The current supported structure of stac api is a catalog(root) that contains collections, then each collection contains its items. ( Catalog (root) -> Collections -> Items)

Which means if we have a resource-metadata collection, no sub-collection would be enabled in the stac api.

I can see that the resource-metadata stac objects are generated as collections "ml_collection and no_ml_collection" which means they cannot be ingested as sub-collections, I would propose to generate a one resource-metadata collection and then add the rest of objects to it as items.

KathiSchleidt commented 1 year ago

Do I understand correctly that while STAC can formally nest catalogs and collections in any way, the api only supports the simplified hierarchy of Catalog (root) -> Collections -> Items? No Collections of Collections?

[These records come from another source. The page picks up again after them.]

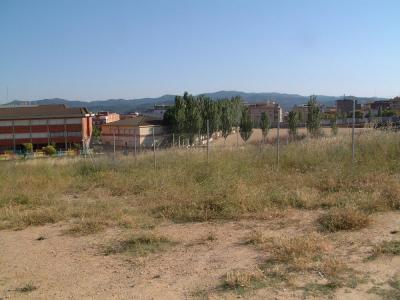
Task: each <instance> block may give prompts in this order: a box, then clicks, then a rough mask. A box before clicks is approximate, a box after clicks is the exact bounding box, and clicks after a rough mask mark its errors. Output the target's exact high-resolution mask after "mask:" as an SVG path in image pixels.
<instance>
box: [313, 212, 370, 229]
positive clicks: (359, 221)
mask: <svg viewBox="0 0 400 300" xmlns="http://www.w3.org/2000/svg"><path fill="white" fill-rule="evenodd" d="M317 223H318V225H319V226H320V229H321V230H322V231H329V232H336V231H340V230H357V229H362V228H364V227H366V226H368V224H369V223H370V218H369V215H368V214H366V213H365V212H363V211H361V210H359V209H356V208H353V207H343V208H333V209H331V210H329V211H328V212H326V213H324V214H323V215H322V216H320V217H319V218H318V220H317Z"/></svg>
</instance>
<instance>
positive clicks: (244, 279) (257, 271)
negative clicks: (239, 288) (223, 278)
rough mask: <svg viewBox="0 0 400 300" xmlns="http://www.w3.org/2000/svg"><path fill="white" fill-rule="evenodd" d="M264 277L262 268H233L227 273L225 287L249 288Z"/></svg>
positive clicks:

To my memory, most of the datasets available on the existing FAIRiCUBE catalogue (taken from EDC) were described as Collections already (wasn't quite sure why, working assumption was that as they were mostly time series, a single time slice was seen as an Item, the time series as a Collection), we will not be able to create a group of dataset metadata separate from a/p resource metadata?

baloola commented 1 year ago

exactly, you are correct regarding the api structure. As for the EDC collections, I assume ingesting the collection's items instead would be a valid workaround.

sMorrone commented 1 year ago

dear @baloola while I am not that happy with this structure, I am afraid we have no choice. Let's agree on the following: we have one FiC catalog with 3 collections: dataset, ML resources and non-ML resources . Probably you could just take the related jsons (https://fairicube.github.io/resource-metadata/ml_collection.json and https://fairicube.github.io/resource-metadata/no_ml_collection.json) and include as child in the root FiC catalog?

baloola commented 1 year ago

Hi @sMorrone having 3 collections can be a workaround for now. I will try and adjust ML resources and non-ML resources jsons and create their collections (not sure if this will work), However, it will be better if both jsons are created as root catalogs "with the correct links and relations". e.g ml-collection.josn (note that root links and self links are the same):

{
    "type": "Catalog",
    "stac_version": "1.0.0",
    "stac_extensions": [],
    "title": "ML collection",
    "id": "ML collection",
    "description": "An example of ML collection.",
    "license": "various",
    "keywords": [
        "Machine Learning",
        "Deep Learning",
        "Artificial Intelligence"
    ],
    "links": [
        {
            "href": "https://fairicube.github.io/resource-metadata/ml_collection.json",
            "rel": "self",
            "type": "application/json"
        },
        {
            "href": "https://fairicube.github.io/resource-metadata/ml_collection.json",
            "rel": "root",
            "type": "application/json"
        },
        {
            "href": "https://fairicube.github.io/resource-metadata/Example 1 of D4.3 - Deep Learning.json",
            "rel": "item",
            "type": "application/geo+json"
        }
    ]
}

I also noticed that the links in the generated stac items are relative (e.g: "href": "./ml_collection.json"). I don't know if the deployed stac-fastapi resolves the links or not, if it does then that's not a problem, otherwise absulote hrefs are needed.

cozzolinoac11 commented 1 year ago

Hi @baloola we have seen that two collections ("ML collection" and "no-ML collection") have been created, but that the items we had uploaded in the resource-metadata/stac folder are no longer visible using the browser. This probably happens because different collections are used than the ones in the GitHub folder. Can you please have a look and fix the issue?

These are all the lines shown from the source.